1980 is 'Year of the Coast' as US aims at prudent use plan

On New Year's Day thousands of americans did not follow the usual regimen of football bowl games, parades, and parties. Instead, they hiked along America's beaches, dunes, estuaries, and marsh lands. With President Carter's endorsement , they were celebrating the first day of the "Year of the coast."

The coming year will be an important one for attempts to balance the protection and development of the country's 88,000-mile coastline. Unless reauthorized by Congress, the Coastal Zone Management Act of 1972 will expire. With energy a prime national concern, pressures to build offshore facilities and coastal refineries are particularly great. Meanwhile, millions of Americans with jobs, recreation, and retirement on their minds continue to crowd toward coastal areas. Already 60 percent live there, and the number is expected to increase to 75 percent by 1990.

The coastal protection legislation passed in 1972 sends federal grants to states that develop management plans for their coastal areas.

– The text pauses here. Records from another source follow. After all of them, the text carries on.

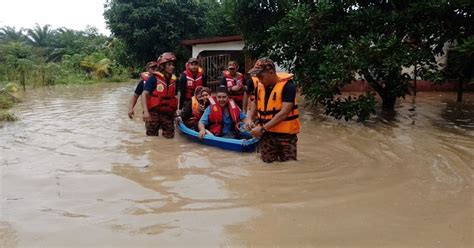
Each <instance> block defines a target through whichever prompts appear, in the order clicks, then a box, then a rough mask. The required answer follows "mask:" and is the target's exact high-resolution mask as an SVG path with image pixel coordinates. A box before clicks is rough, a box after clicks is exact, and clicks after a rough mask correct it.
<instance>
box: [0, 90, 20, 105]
mask: <svg viewBox="0 0 474 248" xmlns="http://www.w3.org/2000/svg"><path fill="white" fill-rule="evenodd" d="M16 102H17V100H16V98H15V97H14V96H12V95H10V94H9V93H8V92H6V91H5V90H0V109H9V108H11V107H13V105H15V103H16Z"/></svg>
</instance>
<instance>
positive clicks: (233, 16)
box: [202, 0, 240, 37]
mask: <svg viewBox="0 0 474 248" xmlns="http://www.w3.org/2000/svg"><path fill="white" fill-rule="evenodd" d="M202 5H203V7H204V9H205V10H207V11H206V13H205V22H206V23H205V27H204V35H205V36H207V37H213V36H232V35H238V34H240V32H239V28H238V26H237V19H238V18H239V17H238V16H237V15H236V6H237V1H234V0H222V1H207V2H204V3H202Z"/></svg>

In seven years, however, barely more than half (19) of the 35 states and territories bordering the Atlantic, Pacific, or gulf coasts, or the Great Lakes, have completed federally approved plans.

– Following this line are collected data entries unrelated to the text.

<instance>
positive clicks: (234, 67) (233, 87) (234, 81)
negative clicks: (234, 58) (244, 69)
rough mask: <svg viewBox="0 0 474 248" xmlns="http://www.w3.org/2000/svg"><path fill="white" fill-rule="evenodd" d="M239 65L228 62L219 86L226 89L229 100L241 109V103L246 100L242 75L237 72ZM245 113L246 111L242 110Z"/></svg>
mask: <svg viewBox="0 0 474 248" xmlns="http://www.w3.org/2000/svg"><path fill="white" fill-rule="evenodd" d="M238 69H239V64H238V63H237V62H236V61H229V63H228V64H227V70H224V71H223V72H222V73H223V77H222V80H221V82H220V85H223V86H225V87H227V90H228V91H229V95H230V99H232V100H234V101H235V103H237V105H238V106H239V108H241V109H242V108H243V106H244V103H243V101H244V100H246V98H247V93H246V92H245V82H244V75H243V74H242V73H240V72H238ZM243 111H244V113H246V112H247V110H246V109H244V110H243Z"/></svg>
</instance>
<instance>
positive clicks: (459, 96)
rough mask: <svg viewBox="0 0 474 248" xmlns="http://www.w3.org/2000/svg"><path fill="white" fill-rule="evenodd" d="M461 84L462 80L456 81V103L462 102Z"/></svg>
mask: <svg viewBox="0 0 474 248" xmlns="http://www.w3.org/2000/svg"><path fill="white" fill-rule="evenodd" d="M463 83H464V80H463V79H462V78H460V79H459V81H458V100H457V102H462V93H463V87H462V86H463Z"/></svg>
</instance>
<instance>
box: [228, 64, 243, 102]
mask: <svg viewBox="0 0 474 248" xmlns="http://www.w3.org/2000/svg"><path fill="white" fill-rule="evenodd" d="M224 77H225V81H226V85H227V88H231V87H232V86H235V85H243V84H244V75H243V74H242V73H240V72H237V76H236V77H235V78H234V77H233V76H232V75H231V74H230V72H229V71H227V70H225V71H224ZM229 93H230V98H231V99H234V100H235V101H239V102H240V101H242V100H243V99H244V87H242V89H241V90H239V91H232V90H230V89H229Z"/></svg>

"We expect to have many of the rest by the end of 1980," says Michael Glazer, newly appointed director of the federal Office of Coastal Zone Management. "But the process has taken much longer than anyone thought it would."

Critics outside the federal government say the law lacks effective inducements or goads to comply. They fault what they see as weak state programs.

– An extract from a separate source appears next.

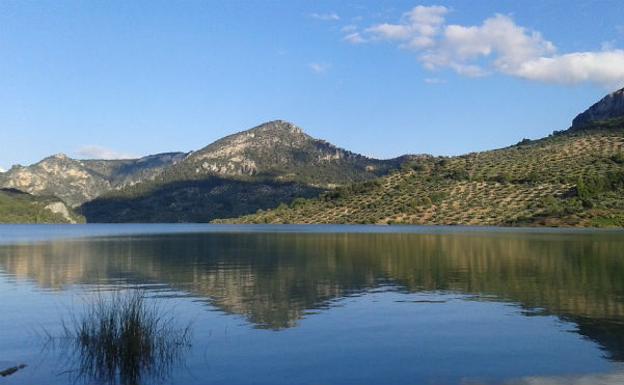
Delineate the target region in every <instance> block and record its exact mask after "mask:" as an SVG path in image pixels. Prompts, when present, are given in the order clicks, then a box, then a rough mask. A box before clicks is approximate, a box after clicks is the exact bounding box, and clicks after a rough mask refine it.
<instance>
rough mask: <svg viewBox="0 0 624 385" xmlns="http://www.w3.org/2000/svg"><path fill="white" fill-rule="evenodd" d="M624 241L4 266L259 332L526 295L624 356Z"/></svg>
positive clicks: (157, 240) (134, 245) (110, 253)
mask: <svg viewBox="0 0 624 385" xmlns="http://www.w3.org/2000/svg"><path fill="white" fill-rule="evenodd" d="M622 250H624V239H623V237H622V236H621V235H619V234H610V233H602V234H601V233H597V234H576V235H574V236H572V237H571V236H570V235H560V234H529V233H527V234H515V233H514V234H508V233H488V234H479V233H474V234H472V233H471V234H459V233H454V234H348V233H340V234H280V233H248V234H244V233H243V234H214V233H204V234H173V235H165V236H163V235H157V236H156V235H153V236H130V237H123V236H120V237H112V238H111V237H108V238H92V239H89V238H87V239H79V240H56V241H52V242H45V243H38V244H26V245H7V246H2V247H0V267H1V268H2V269H4V270H5V271H7V272H8V273H10V274H11V275H14V276H15V277H17V278H18V279H21V278H24V279H32V280H35V281H36V282H37V284H38V285H40V286H41V287H45V288H50V289H58V290H61V289H62V288H63V287H64V286H66V285H69V284H83V285H90V284H100V285H102V284H103V285H112V286H119V285H123V284H126V283H139V284H159V285H166V286H168V287H172V288H175V289H176V290H178V291H183V292H188V293H191V294H192V295H193V296H196V297H199V298H201V299H203V300H206V301H209V302H210V303H211V304H213V305H215V306H217V307H218V308H220V309H222V310H223V311H225V312H228V313H236V314H240V315H244V316H245V317H246V318H247V319H248V320H249V321H251V322H253V323H254V324H255V325H256V326H257V327H259V328H270V329H283V328H289V327H295V326H296V325H297V321H298V320H300V319H301V318H302V317H304V315H305V313H306V310H311V309H323V308H327V307H330V306H331V303H332V301H333V300H336V299H340V298H342V297H345V296H350V295H357V294H358V293H361V292H365V291H367V290H370V289H373V288H376V287H380V286H383V285H394V286H396V287H397V288H398V289H399V290H405V291H407V292H430V291H443V292H456V293H461V294H469V295H475V296H476V299H479V300H487V301H498V300H500V301H508V302H515V303H518V304H519V305H521V306H522V307H524V308H526V309H527V315H531V314H533V313H535V312H537V313H539V314H552V315H556V316H559V317H561V318H563V319H566V320H571V321H573V322H574V323H576V324H577V325H578V332H579V333H581V334H583V335H586V336H587V337H589V338H591V339H593V340H595V341H597V342H598V343H599V344H600V345H601V346H602V347H603V348H605V349H606V352H607V353H608V355H609V357H610V358H612V359H614V360H620V361H621V360H624V325H623V320H624V303H623V301H622V298H623V295H624V259H623V258H622Z"/></svg>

"a lot of the weaknesses in the program flow from the structure of the law itself," says attorney Sarah Chasis of the Natural Resources Defense Council. "We have found that the state programs in large measure have fallen short of the statutory goals."

In California -- the state with what many observers think are the best protection measures -- coastal regulations are coming under increasing attack from developers and local government officials. During 1977 and 1978, regional coastal commissions in California approved 93 percent of all requested building permits.

Others note that the federal government itself often undertakes programs that can adversely affect coastal areas. The US Army Corps of Engineers recently approved an oil refinery in Hampton Roads, Va., which could increase tanker traffic though the Chesapeake Bay once the dredging and filling is completed. Flood insurance, disaster relief, and community development programs can encourage unwise building in environmentally sensitive areas. Tax-supported networks to save homes from beach erosion in places like Long Island, N.Y., are artificial and expensive attempts to manipulate nature, it is charged.

All of this may be changing, however. As part of his 1979 environmental message to Congress, President Carter called for "a clear national coastal protection policy," and said he "heartily endorses" the designation of 1980 as the "Year of the Coast." The administration is preparing amendments to the 1972 coastal zone legislation that would strengthen and clarify certain provisions, particularly the role of the federal government itself as a prime developer of such things as energy production and sewage-treatment facilities in coastal areas.

Legislative hearings will be held on both East and West coasts in January and February, after which Congress will consider its own (as well as the President's) proposals to make the Coastal Zone Management Act more effective.

"We have a unique asset that has to be prudently used," Mr. Glazer says. "That's what we're really talking about in the Year of the Coast."